- #1
SqueeSpleen
- 141
- 5
Homework Statement
I was reading a PDE book with a problem of resonance
$$
y_{tt} (x,t) = y_{xx} (x,t) + A \sin( \omega t)
$$
After some work it arrived to a problem of variation of parameters for each odd eigenvalue. To solve it, it uses
$$
y''(t)+a^{2} y(t) = b \sin ( \omega t) \qquad y(0)=0 \quad y'(0)=0
$$
has the solution
$$
y(t) = \dfrac{ b }{ \omega^{2} - a^{2} } \left( \frac{ \omega }{a} \sin (at) - \sin(wt) \right)
$$
I would like to solve this, but as using the method of undetermined coefficients feels like guessing (and for that I can simply verify the solution, which I have already done) I tried to solve it using variation of parameters.
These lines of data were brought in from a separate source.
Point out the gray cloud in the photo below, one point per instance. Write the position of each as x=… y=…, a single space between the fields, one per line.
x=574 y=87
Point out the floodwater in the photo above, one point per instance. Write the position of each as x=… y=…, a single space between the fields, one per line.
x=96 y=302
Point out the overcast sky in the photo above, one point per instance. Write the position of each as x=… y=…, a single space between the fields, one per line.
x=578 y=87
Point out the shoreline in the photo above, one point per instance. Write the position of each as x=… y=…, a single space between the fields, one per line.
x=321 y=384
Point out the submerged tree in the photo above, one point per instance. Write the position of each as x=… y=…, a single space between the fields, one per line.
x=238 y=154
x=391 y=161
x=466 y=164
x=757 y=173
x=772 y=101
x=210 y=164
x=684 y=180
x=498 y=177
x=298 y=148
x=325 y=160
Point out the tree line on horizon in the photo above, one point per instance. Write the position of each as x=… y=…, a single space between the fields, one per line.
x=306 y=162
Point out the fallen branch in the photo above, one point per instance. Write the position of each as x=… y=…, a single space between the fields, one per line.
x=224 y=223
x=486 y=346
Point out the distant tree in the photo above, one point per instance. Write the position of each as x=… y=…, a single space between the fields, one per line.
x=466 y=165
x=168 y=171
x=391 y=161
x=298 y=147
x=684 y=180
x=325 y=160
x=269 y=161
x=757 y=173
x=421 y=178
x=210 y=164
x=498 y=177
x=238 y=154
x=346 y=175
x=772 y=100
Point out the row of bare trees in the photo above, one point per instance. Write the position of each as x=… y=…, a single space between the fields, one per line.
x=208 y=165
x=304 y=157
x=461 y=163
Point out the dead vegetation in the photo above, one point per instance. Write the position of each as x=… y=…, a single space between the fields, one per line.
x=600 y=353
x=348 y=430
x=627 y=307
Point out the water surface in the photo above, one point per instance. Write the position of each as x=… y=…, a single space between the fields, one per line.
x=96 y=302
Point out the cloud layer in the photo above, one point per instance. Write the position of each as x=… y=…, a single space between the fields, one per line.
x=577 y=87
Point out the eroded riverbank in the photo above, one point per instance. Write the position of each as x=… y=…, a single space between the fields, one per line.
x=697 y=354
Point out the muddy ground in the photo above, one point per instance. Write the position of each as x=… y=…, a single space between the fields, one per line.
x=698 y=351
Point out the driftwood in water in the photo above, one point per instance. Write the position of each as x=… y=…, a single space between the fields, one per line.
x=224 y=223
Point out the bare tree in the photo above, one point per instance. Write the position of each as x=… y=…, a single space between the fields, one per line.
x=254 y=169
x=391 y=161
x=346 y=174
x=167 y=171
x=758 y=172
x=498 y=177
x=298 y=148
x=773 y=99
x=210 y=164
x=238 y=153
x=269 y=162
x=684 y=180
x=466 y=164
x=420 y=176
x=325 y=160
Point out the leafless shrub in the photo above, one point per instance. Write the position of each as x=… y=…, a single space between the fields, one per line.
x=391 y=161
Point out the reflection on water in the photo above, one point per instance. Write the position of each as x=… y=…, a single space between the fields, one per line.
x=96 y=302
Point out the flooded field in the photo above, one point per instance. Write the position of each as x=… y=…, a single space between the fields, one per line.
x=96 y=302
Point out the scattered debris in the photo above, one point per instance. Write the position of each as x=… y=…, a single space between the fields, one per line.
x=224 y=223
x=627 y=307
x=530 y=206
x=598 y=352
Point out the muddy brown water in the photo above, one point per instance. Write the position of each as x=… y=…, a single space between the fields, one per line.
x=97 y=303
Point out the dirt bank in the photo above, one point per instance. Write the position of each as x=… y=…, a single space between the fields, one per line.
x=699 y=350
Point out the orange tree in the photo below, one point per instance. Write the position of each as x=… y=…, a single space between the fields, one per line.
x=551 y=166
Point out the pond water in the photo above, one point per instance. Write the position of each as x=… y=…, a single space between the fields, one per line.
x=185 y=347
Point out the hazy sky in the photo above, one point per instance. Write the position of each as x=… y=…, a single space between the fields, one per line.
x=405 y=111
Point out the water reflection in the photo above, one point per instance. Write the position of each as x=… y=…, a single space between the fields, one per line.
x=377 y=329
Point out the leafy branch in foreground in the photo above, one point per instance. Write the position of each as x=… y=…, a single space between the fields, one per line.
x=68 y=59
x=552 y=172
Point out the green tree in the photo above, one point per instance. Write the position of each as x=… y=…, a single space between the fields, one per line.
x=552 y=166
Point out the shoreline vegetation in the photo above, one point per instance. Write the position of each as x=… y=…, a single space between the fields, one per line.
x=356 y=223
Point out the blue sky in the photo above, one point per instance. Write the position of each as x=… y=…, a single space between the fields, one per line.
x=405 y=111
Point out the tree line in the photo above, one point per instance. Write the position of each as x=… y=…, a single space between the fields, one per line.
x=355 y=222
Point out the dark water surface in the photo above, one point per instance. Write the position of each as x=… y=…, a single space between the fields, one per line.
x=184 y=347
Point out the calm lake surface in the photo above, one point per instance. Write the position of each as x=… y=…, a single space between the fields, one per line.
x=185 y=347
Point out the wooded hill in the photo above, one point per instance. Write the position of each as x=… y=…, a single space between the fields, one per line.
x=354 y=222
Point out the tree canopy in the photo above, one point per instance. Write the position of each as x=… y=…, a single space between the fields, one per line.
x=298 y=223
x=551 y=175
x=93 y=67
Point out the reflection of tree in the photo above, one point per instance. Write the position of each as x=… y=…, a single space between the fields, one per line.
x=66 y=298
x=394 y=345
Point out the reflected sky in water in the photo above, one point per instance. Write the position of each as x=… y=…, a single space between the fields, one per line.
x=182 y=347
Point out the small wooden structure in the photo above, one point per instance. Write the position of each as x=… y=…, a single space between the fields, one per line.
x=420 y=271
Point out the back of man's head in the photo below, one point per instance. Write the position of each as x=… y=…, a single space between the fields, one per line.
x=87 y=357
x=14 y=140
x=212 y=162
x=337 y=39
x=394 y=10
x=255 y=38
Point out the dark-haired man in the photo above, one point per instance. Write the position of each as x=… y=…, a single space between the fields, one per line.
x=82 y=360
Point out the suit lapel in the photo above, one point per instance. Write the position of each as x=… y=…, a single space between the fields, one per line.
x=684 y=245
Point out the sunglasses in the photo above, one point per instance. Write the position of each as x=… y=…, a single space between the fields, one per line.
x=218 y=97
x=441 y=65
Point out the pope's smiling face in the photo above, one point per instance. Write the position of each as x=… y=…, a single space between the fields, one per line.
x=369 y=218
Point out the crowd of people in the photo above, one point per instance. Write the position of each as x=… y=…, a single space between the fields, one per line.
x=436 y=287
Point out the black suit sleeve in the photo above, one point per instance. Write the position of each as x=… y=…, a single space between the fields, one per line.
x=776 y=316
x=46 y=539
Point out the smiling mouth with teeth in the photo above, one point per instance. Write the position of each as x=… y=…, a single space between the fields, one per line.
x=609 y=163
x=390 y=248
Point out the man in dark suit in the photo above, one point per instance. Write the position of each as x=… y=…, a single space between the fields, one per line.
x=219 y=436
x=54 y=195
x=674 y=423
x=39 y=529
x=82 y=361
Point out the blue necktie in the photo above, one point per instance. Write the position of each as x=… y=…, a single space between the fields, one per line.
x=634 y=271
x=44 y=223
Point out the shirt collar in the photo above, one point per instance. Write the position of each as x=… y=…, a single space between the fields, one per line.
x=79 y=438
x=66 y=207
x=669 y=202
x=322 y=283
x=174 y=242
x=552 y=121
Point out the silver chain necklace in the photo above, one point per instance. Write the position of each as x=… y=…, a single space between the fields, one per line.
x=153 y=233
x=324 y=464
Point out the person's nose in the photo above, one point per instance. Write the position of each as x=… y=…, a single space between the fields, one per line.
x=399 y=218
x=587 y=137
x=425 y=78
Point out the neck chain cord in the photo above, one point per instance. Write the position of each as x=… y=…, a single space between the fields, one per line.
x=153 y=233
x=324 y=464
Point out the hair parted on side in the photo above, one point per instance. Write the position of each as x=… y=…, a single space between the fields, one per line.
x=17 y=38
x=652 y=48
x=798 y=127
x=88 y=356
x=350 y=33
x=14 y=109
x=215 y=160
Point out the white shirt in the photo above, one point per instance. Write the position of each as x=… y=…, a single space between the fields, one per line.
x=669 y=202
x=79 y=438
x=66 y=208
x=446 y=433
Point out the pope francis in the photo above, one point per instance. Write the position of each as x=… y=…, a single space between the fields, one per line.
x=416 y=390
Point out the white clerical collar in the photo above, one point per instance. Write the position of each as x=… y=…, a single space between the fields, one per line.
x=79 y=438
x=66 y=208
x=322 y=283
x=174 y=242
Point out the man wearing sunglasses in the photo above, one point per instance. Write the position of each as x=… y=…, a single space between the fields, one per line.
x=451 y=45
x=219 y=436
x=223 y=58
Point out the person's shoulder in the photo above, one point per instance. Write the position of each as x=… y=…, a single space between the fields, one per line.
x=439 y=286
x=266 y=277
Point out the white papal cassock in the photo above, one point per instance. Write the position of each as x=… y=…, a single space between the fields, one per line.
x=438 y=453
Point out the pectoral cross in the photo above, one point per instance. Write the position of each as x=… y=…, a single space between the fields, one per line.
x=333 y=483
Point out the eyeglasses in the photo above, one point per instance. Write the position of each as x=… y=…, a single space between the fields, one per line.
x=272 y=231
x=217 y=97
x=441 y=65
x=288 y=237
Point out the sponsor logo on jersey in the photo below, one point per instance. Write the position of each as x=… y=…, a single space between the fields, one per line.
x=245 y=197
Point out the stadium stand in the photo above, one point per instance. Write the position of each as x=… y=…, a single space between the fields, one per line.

The thing is, I got a real mess, and after a lot of simplifications with trigonometry I arrived to an expression that's closer to that but apparently I still need to do more work.
I wanted to know if there's a more simple way to solve it without using the method of undetermined coefficients or it's really messy if you avoid that.
The equation I arrived to is
$$
y(t) = \dfrac{ b }{ \omega^{2} - a^{2} }
\left( \omega \cos( x \omega) \sin( x \omega) \cos(xa)
+a \sin(x \omega)^{2} \sin (xa)
+a \cos(x \omega) \sin(x \omega) \cos (xa) - \omega \sin (xa) \cos ( x \omega )^{2} \right) + c \sin (x \omega )
$$
Where c has to be determined after putting initial conditions, I think that's ##(-1)( \omega a)##. Anyway, I probably made a mistake in a previous step, and simplying this seems too much work, so I guess there's an easier way to do this.
PD: I have no idea why this doesn't "compile".